Penelope Warne to serve second term as CMS senior partner as Daryn Grossman becomes Proskauer's second-ever managing partner

Women lawyers have secured leadership positions at top international firms on either side of the Atlantic. In London, CMS announced on Friday (24 January) that its partners have voted in senior partner Penelope Warne (pictured) to serve a second term at the head of the UK LLP, a top 10 UK firm with revenue last year of £546m ($715m).

On the same day Proskauer announced the appointment of co-head of corporate Daryn Grossman as its managing partner, completing a leadership handover at the firm following the appointment last autumn of Steven Ellis as chairman elect.

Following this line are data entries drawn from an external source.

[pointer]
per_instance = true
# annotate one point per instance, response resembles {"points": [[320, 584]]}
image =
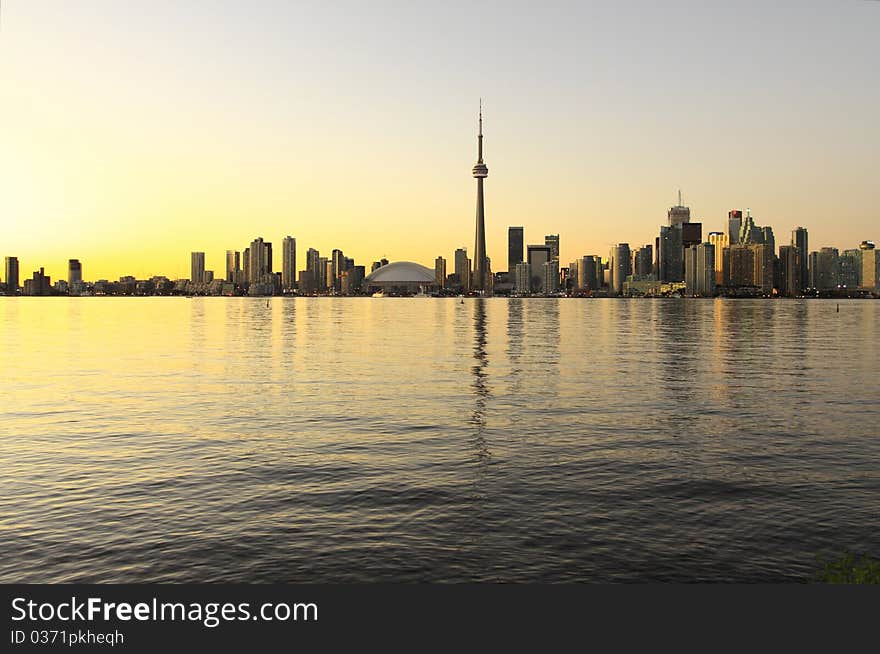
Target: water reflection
{"points": [[480, 382]]}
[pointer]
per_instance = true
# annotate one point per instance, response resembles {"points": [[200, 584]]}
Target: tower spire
{"points": [[480, 172], [480, 135]]}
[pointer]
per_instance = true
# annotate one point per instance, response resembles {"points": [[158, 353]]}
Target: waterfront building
{"points": [[870, 277], [670, 253], [233, 266], [550, 277], [463, 269], [480, 171], [313, 259], [352, 279], [12, 275], [824, 269], [260, 262], [536, 257], [197, 267], [679, 214], [74, 272], [440, 272], [621, 266], [643, 261], [552, 242], [337, 265], [691, 234], [515, 248], [720, 240], [734, 225], [288, 262], [589, 273], [39, 284], [523, 281], [789, 271], [800, 242], [401, 278], [699, 264], [849, 267]]}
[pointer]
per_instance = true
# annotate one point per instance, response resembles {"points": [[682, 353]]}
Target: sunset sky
{"points": [[136, 132]]}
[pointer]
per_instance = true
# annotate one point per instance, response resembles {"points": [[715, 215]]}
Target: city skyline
{"points": [[129, 159]]}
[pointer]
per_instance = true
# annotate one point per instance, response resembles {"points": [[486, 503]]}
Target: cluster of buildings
{"points": [[742, 261]]}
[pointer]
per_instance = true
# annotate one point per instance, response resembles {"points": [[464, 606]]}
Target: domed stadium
{"points": [[401, 278]]}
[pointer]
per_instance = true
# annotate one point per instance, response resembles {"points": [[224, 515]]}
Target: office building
{"points": [[523, 280], [233, 266], [515, 248], [789, 271], [699, 266], [550, 277], [197, 267], [691, 234], [870, 277], [621, 266], [589, 273], [552, 242], [288, 263], [12, 275], [480, 171], [670, 255], [536, 257], [644, 261], [74, 272], [679, 214], [720, 240], [463, 269], [440, 272], [39, 284], [800, 242], [823, 269], [734, 225]]}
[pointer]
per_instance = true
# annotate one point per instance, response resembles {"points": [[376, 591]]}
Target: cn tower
{"points": [[480, 172]]}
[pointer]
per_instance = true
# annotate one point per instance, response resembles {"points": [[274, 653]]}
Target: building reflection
{"points": [[480, 383]]}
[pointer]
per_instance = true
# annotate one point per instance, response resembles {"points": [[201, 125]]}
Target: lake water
{"points": [[334, 439]]}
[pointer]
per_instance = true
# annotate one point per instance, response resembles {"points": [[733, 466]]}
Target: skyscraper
{"points": [[670, 255], [440, 272], [515, 244], [523, 282], [313, 258], [824, 269], [288, 262], [536, 257], [870, 276], [552, 242], [800, 243], [480, 172], [720, 240], [621, 266], [679, 213], [337, 264], [11, 277], [699, 270], [550, 277], [463, 269], [197, 267], [734, 225], [74, 272], [260, 261], [789, 271]]}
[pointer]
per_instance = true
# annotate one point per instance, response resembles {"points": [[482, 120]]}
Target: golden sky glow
{"points": [[134, 133]]}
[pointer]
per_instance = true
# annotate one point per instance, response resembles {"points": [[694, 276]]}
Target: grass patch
{"points": [[850, 570]]}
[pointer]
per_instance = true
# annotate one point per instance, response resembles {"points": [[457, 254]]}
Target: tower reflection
{"points": [[480, 383]]}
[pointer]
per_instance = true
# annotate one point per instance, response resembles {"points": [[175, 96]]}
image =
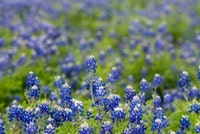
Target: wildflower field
{"points": [[100, 67]]}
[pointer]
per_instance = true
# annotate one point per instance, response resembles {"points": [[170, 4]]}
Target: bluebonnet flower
{"points": [[32, 80], [194, 93], [49, 129], [135, 114], [15, 112], [118, 114], [17, 98], [85, 129], [184, 81], [142, 97], [50, 121], [99, 36], [98, 117], [111, 102], [198, 73], [99, 90], [76, 107], [2, 127], [102, 58], [184, 123], [168, 102], [113, 76], [44, 108], [27, 115], [127, 130], [197, 128], [33, 93], [31, 128], [58, 82], [88, 113], [129, 93], [45, 90], [135, 101], [157, 81], [138, 129], [148, 60], [65, 95], [134, 129], [53, 96], [2, 42], [90, 64], [159, 123], [144, 86], [156, 101], [61, 115], [106, 128], [195, 107], [159, 45], [82, 45], [159, 120]]}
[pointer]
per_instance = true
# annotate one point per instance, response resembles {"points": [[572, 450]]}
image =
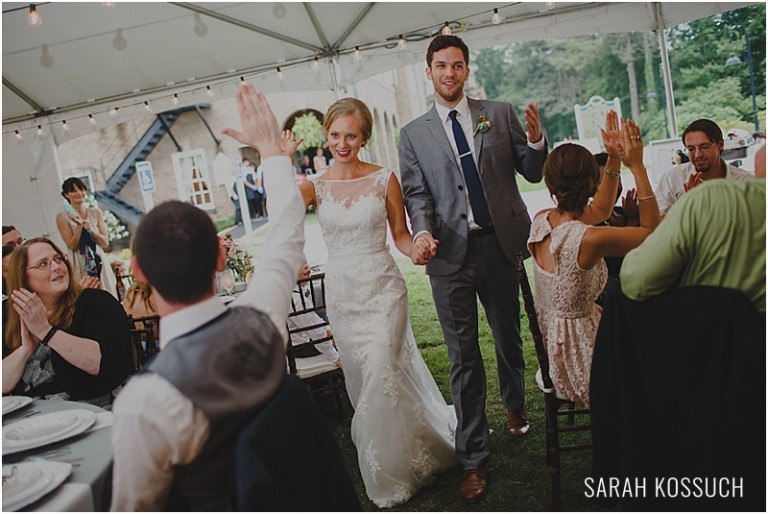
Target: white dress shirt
{"points": [[156, 427]]}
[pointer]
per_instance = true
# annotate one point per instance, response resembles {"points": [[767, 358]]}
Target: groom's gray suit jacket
{"points": [[433, 183]]}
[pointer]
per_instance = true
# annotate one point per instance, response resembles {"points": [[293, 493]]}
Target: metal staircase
{"points": [[110, 198]]}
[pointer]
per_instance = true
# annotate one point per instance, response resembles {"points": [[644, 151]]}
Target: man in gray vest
{"points": [[176, 423]]}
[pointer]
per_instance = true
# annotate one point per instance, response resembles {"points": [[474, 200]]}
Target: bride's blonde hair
{"points": [[350, 107]]}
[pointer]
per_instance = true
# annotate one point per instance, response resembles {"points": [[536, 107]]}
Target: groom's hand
{"points": [[423, 249]]}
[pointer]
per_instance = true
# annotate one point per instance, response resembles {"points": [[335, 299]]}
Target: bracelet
{"points": [[44, 341]]}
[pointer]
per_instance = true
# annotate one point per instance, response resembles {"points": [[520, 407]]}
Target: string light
{"points": [[33, 18]]}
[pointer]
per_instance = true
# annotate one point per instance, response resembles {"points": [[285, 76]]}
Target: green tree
{"points": [[309, 128]]}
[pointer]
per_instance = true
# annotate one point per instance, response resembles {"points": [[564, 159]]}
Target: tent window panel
{"points": [[192, 178]]}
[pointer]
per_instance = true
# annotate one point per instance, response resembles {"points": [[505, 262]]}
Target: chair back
{"points": [[145, 335], [307, 323], [533, 323]]}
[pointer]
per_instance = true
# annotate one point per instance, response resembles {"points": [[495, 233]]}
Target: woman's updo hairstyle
{"points": [[350, 107], [572, 175]]}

Warne will serve an additional four-year term at the helm of CMS, having originally taken the reins at the expansionist firm in 2014.

The firm said she had sought to place diversity at the top of its agenda, noting that 40% of its board are women while women make up 30% of the firm’s UK partnership.

Meanwhile, revenue has more than doubled over the past five years, fuelled by two sets of mergers: with top Scottish firm Dundas & Wilson in 2014; followed by the tripartite merger with Nabarro and Olswang in 2017

Warne said CMS had undergone “a truly extraordinary transformation through mergers and strategic growth” adding that she would “continue promoting a strong and supportive culture” at the firm.

At Proskauer, where firm-wide revenue approached $1bn last year, Grossman succeeds Bruce Lieb as the firm’s second-ever managing partner.

Grossman becomes managing partner after 17 years as a corporate partner at Proskauer, most recently as co-chair of the 350-lawyer strong corporate department.

She is also credited with creating the firm’s life sciences group and counts the diversity task force among the firm-wide committees she has served on.

Her appointment completes a leadership shake-up at the firm. Last autumn Steven Ellis, co-chair of the private credit group, was named as the successor to the firm’s chair, Joseph Leccese.

Lieb and Leccese had been at the helm of the firm for nine years, overseeing a near doubling of profits, according to the firm, which also credits them with promoting a successful diversity agenda and securing “enormous expansion in its transactional practices and London office”.

Last year, the firm, which also has a European office in Paris, was named European firm of the year for fund formation by the magazine Private Equity International.